Daniel Korte’s picture

Thanks Rick. Sorry, I got to this too late to check out your case study — it looks like you have two +1's. Congrats!

Actually, we've only highlighted the modules that we felt would be of interest to people. Some of the usual suspects were left out (ctools, date, entity, field_group, globalredirect, link, etc.)

It is hosted on MediaTemple, but I'm not sure that is necessary? Under the 'Describe the project' section there is a 'Development' section that I think details our development workflow pretty well. Is there something in particular you thought was missing? I ask because I'm not sure what else to include...

The custom CMS is a proprietary CMS that is owned by the company I work for: TOKY Branding + Design. There isn't a link to it anywhere on the web so no one has ever heard of it, hence the "custom CMS" designation. The only specific challenge was migrating the content which I explain in that section along with the link to the custom module on Github.

Yes, I'm the only person with a drupal.org account.

1. The client is looking into a responsive version in a future phase of design & development, but at this time that does not have a date set.

2. Hm, I'm not sure what you are referring to with the 10px type, most of the font sizes are 11 pixels or larger.
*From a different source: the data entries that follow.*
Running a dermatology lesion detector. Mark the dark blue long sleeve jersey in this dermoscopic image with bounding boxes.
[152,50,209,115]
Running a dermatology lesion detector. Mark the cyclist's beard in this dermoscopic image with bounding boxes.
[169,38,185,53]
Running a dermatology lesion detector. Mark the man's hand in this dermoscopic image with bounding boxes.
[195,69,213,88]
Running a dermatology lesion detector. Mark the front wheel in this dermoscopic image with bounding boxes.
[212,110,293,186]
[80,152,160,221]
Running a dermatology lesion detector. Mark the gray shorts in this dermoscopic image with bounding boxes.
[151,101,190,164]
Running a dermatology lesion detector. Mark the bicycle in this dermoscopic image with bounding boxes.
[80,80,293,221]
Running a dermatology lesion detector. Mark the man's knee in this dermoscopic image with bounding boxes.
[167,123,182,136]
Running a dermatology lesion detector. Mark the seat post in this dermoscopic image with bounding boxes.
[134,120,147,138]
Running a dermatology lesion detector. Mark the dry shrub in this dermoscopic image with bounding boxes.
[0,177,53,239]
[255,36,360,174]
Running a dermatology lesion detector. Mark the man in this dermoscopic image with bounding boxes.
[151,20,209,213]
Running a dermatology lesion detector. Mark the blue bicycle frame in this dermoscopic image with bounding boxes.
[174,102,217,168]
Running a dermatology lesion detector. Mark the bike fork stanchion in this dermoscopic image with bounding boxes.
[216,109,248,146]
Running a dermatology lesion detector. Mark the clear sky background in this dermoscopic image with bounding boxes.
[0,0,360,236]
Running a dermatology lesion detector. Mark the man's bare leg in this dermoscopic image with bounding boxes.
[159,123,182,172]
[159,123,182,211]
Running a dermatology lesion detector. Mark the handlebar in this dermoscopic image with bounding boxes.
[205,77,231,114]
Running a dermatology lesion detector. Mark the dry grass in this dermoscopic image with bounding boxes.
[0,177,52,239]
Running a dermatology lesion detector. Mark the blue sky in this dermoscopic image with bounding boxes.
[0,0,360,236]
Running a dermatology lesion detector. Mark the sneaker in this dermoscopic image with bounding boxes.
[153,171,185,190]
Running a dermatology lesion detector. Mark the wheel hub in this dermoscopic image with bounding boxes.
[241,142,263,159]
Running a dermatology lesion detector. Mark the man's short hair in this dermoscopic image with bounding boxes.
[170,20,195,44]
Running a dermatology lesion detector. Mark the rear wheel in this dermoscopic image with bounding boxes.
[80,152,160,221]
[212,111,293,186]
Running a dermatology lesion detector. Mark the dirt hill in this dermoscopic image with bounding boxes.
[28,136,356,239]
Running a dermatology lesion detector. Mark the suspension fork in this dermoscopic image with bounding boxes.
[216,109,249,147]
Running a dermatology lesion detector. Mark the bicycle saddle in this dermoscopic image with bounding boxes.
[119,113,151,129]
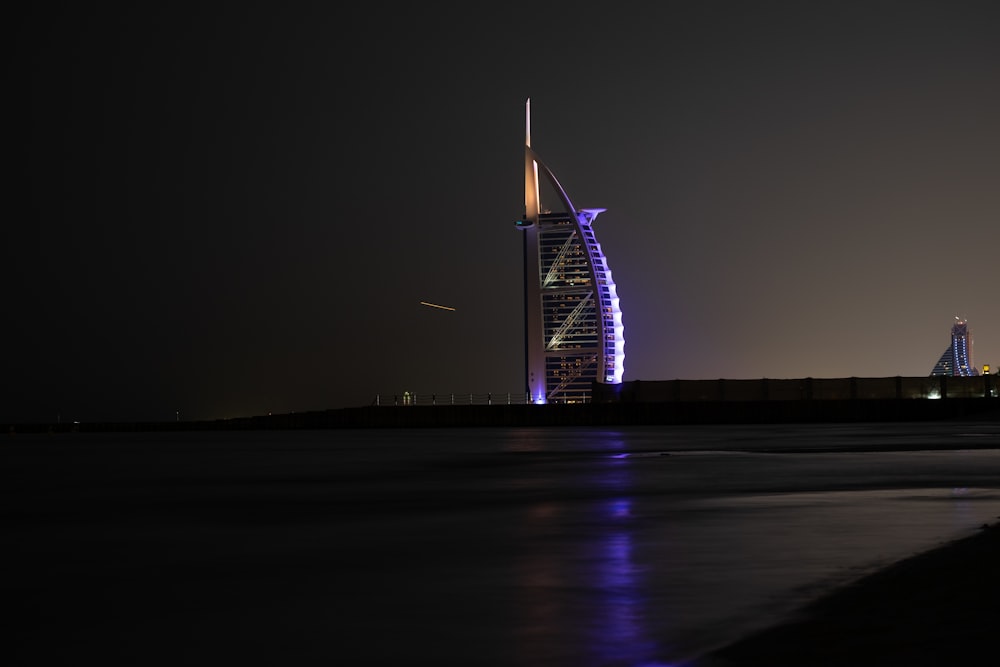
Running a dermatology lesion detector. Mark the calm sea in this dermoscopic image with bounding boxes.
[0,421,1000,667]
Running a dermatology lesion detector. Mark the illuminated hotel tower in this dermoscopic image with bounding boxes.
[517,100,625,403]
[931,317,979,376]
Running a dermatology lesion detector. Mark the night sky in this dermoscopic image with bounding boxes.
[9,0,1000,422]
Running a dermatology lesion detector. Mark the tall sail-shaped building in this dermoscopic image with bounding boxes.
[517,100,625,403]
[931,317,979,377]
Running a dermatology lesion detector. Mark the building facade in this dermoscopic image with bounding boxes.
[931,318,979,377]
[517,100,625,403]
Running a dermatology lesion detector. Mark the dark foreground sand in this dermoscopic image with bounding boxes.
[698,524,1000,667]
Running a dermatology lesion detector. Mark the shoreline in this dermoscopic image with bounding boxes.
[693,517,1000,667]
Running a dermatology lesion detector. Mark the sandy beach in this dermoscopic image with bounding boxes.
[699,517,1000,667]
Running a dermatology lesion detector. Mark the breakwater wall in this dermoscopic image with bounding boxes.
[4,398,1000,437]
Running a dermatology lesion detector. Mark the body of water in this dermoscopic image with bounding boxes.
[0,421,1000,667]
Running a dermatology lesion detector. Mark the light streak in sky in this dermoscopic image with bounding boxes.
[420,301,455,310]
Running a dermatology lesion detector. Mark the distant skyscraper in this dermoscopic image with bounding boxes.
[517,100,625,403]
[931,317,979,376]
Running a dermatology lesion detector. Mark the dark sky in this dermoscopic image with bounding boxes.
[7,0,1000,422]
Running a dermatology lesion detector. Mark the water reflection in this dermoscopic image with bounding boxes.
[516,443,667,667]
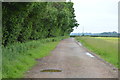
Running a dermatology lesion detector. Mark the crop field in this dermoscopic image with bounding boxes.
[76,37,118,67]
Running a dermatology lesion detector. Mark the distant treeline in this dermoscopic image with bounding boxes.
[70,31,120,37]
[2,2,78,45]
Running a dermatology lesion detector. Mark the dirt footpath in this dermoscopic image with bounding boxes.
[25,38,118,78]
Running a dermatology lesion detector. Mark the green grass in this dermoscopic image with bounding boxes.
[76,37,118,67]
[2,37,66,78]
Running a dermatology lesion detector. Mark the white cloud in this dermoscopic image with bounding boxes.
[72,0,120,33]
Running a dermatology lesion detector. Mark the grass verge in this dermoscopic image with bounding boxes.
[76,37,118,68]
[2,37,66,78]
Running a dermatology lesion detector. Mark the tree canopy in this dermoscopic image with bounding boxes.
[2,2,78,45]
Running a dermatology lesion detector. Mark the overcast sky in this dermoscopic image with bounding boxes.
[71,0,120,33]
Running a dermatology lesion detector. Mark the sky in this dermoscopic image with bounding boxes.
[71,0,120,33]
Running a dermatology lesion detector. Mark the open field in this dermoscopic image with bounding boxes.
[2,37,65,78]
[76,37,118,67]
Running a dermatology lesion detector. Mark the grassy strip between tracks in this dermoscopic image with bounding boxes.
[76,37,120,68]
[2,37,67,78]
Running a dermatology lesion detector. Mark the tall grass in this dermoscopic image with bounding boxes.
[2,37,66,78]
[76,37,118,67]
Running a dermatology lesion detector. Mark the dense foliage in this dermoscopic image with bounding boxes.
[2,2,78,45]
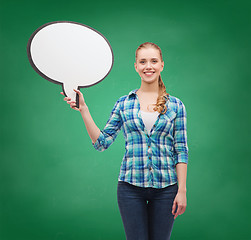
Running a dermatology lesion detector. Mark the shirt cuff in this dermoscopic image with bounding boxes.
[174,152,188,165]
[92,131,105,151]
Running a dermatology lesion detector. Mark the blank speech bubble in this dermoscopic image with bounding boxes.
[27,21,114,107]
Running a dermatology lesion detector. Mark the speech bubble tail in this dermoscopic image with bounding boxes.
[63,82,79,108]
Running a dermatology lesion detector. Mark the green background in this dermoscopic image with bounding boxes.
[0,0,251,240]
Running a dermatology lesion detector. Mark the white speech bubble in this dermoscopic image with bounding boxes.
[27,21,114,105]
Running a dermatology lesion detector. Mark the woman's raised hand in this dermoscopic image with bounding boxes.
[60,89,86,111]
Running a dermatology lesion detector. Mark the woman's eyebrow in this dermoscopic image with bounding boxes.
[140,58,158,61]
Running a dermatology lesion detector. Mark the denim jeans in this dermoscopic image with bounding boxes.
[117,181,178,240]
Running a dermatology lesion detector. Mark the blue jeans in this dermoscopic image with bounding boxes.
[117,181,178,240]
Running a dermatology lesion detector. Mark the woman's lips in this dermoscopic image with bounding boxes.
[144,72,154,76]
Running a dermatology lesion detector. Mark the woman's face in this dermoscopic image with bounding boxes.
[134,47,164,83]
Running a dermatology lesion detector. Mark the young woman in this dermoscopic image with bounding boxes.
[61,42,188,240]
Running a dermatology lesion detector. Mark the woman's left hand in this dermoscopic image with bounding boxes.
[172,191,187,219]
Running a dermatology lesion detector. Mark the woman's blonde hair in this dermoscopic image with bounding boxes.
[135,42,169,114]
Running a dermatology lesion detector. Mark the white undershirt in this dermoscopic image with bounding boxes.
[141,110,159,134]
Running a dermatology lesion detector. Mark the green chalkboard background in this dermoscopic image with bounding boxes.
[0,0,251,240]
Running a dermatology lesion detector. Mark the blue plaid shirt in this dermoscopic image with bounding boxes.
[93,89,188,188]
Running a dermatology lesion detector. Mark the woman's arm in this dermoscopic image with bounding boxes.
[61,89,100,143]
[172,101,188,219]
[172,163,187,219]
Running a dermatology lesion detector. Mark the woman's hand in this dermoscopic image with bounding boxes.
[60,89,87,111]
[172,191,187,219]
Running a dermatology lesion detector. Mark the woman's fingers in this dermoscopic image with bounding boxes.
[172,201,177,215]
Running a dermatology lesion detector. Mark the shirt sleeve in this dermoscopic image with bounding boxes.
[92,100,122,152]
[174,101,188,165]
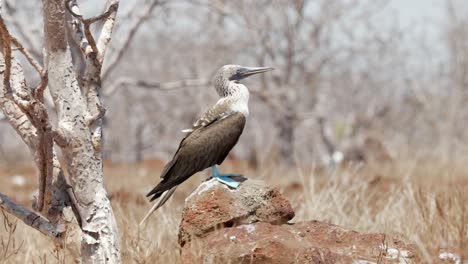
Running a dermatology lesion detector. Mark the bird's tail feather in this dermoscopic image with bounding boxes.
[140,186,177,227]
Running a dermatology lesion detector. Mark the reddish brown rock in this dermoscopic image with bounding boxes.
[179,179,294,246]
[181,221,419,264]
[179,180,420,264]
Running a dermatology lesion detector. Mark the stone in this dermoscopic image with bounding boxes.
[181,221,419,264]
[179,179,294,246]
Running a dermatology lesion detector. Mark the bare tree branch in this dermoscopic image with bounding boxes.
[0,193,63,244]
[102,0,163,80]
[0,16,11,96]
[2,0,42,59]
[97,0,119,58]
[104,77,210,96]
[10,36,42,75]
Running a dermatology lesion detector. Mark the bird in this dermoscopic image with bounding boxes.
[140,65,273,226]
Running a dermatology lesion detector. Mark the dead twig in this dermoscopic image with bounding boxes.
[104,77,210,96]
[102,0,162,80]
[0,193,62,243]
[0,16,12,97]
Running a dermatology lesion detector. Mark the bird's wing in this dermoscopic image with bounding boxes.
[182,101,230,133]
[147,113,245,201]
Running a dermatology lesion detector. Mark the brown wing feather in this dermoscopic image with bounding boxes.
[147,113,245,201]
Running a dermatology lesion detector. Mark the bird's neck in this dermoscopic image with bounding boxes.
[217,81,249,117]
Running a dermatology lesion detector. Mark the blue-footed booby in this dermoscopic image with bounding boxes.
[140,65,273,225]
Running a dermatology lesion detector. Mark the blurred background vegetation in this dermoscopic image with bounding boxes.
[0,0,468,263]
[0,0,468,169]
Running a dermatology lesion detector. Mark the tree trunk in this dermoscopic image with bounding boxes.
[43,0,121,263]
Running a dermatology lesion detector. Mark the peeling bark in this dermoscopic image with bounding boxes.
[43,0,121,263]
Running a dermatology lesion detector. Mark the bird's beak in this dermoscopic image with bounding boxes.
[236,67,274,80]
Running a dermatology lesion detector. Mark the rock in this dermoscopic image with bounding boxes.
[179,179,419,264]
[179,179,294,246]
[181,221,419,264]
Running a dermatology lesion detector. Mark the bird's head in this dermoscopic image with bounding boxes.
[213,65,273,95]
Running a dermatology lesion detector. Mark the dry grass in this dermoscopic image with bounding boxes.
[0,158,468,263]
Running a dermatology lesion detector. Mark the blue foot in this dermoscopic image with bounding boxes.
[211,166,241,189]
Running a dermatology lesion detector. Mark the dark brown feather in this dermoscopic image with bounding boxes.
[147,113,245,201]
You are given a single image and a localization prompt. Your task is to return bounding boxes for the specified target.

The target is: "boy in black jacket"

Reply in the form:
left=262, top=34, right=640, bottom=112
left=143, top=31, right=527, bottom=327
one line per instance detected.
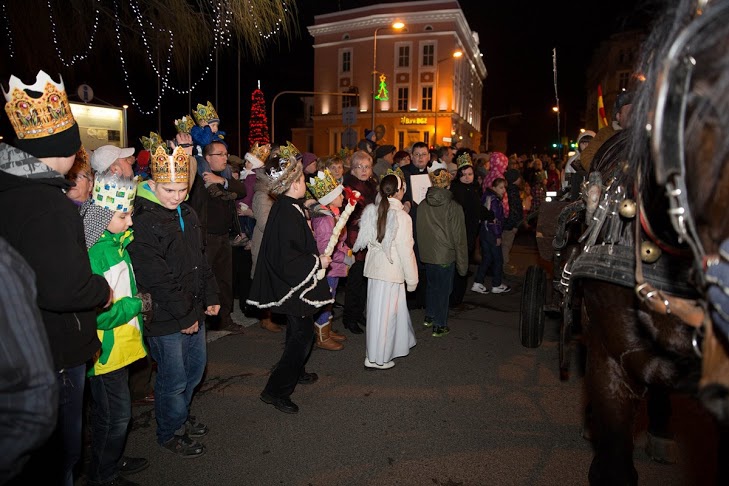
left=128, top=142, right=220, bottom=457
left=247, top=145, right=334, bottom=413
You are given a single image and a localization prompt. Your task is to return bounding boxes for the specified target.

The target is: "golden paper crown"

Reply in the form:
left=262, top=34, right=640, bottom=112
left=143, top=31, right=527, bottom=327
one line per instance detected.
left=3, top=71, right=76, bottom=140
left=192, top=101, right=220, bottom=126
left=175, top=115, right=195, bottom=133
left=306, top=169, right=344, bottom=206
left=139, top=132, right=165, bottom=153
left=278, top=140, right=301, bottom=159
left=244, top=142, right=271, bottom=169
left=150, top=145, right=190, bottom=183
left=456, top=152, right=473, bottom=169
left=428, top=169, right=451, bottom=188
left=91, top=171, right=137, bottom=213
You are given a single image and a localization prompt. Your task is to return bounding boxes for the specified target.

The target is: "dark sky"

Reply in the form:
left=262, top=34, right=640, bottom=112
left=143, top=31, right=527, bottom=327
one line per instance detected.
left=0, top=0, right=648, bottom=152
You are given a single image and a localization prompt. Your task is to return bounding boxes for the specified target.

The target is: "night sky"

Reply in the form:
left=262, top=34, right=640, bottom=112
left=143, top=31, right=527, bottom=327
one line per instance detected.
left=0, top=0, right=645, bottom=153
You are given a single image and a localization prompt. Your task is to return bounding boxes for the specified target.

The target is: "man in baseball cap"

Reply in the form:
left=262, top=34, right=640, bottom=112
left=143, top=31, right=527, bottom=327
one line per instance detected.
left=91, top=145, right=134, bottom=178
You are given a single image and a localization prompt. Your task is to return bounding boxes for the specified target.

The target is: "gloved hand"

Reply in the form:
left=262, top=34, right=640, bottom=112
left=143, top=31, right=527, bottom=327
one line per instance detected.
left=135, top=292, right=154, bottom=322
left=706, top=240, right=729, bottom=336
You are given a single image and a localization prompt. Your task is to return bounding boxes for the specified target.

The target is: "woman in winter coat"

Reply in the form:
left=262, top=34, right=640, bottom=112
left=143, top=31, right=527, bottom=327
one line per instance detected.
left=353, top=174, right=418, bottom=369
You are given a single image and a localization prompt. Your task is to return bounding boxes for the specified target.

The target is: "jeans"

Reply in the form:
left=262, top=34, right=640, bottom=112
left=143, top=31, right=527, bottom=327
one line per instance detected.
left=314, top=277, right=339, bottom=326
left=425, top=262, right=456, bottom=327
left=89, top=367, right=132, bottom=483
left=474, top=228, right=504, bottom=287
left=264, top=315, right=314, bottom=398
left=147, top=322, right=207, bottom=444
left=58, top=364, right=86, bottom=486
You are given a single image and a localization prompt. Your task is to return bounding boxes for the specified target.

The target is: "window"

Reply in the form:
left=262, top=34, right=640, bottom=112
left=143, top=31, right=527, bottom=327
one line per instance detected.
left=420, top=86, right=433, bottom=111
left=618, top=71, right=630, bottom=91
left=423, top=44, right=435, bottom=66
left=342, top=86, right=359, bottom=108
left=397, top=46, right=410, bottom=67
left=397, top=87, right=410, bottom=111
left=341, top=50, right=352, bottom=73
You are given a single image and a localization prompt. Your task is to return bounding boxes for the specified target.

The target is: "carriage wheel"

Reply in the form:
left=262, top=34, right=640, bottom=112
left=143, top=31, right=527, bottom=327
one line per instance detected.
left=519, top=265, right=547, bottom=348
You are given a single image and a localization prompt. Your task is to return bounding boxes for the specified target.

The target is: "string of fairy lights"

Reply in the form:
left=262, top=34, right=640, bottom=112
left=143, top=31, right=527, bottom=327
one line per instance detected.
left=0, top=0, right=289, bottom=115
Also, I'm not sure I can do anything about the yellow/white text at this point since the client already signed off on the overall design.

3. The site logo overlap was a design decision, but the client has decided to remove the overlap which we will be updating in the next few weeks.

Thanks again!

Daniel Korte’s picture

Status: Needs work » Needs review
dddave’s picture

+1 for featured

rickdonohoe’s picture

Status: Needs review » Closed (fixed)

Hi Daniel,

Thanks for the reply. My case study still hasn't had a US grammar check, so I'd still be grateful if you could give it a read over!

I think with hosting it can be good to mention benefits of choosing a specific solution but that would only be if it was worthwhile. If you went with say Acquia, Pantheon, Aberdeen Cloud, or some other Drupal hosting platform then I guess this there are benefits to discuss, but likely not with MediaTemple so no worries. Weirdly their landing page is Hosting for Wordpress sites, blasphemy!!

I think elements of design are of course subjective and I know the issues after signed off design workflow so nothing to add there. I just thought it would be worth pointing them out as feedback.

Based on your answers my only outstanding point would be too add something about the proprietary CMS (even just a couple of sentences), because if I'm asking then you can be damn sure others will.

Since that point is fairly minor I'll bump you now. Congrats!

Daniel Korte’s picture

Thanks everyone!

@rick - I added a few lines about the previous CMS: "The fact that the previous solution, our own proprietary CMS, was also PHP/MySQL based (like our Drupal install) made the transition smooth as well. Overall, the previous CMS was somewhat similar to WordPress."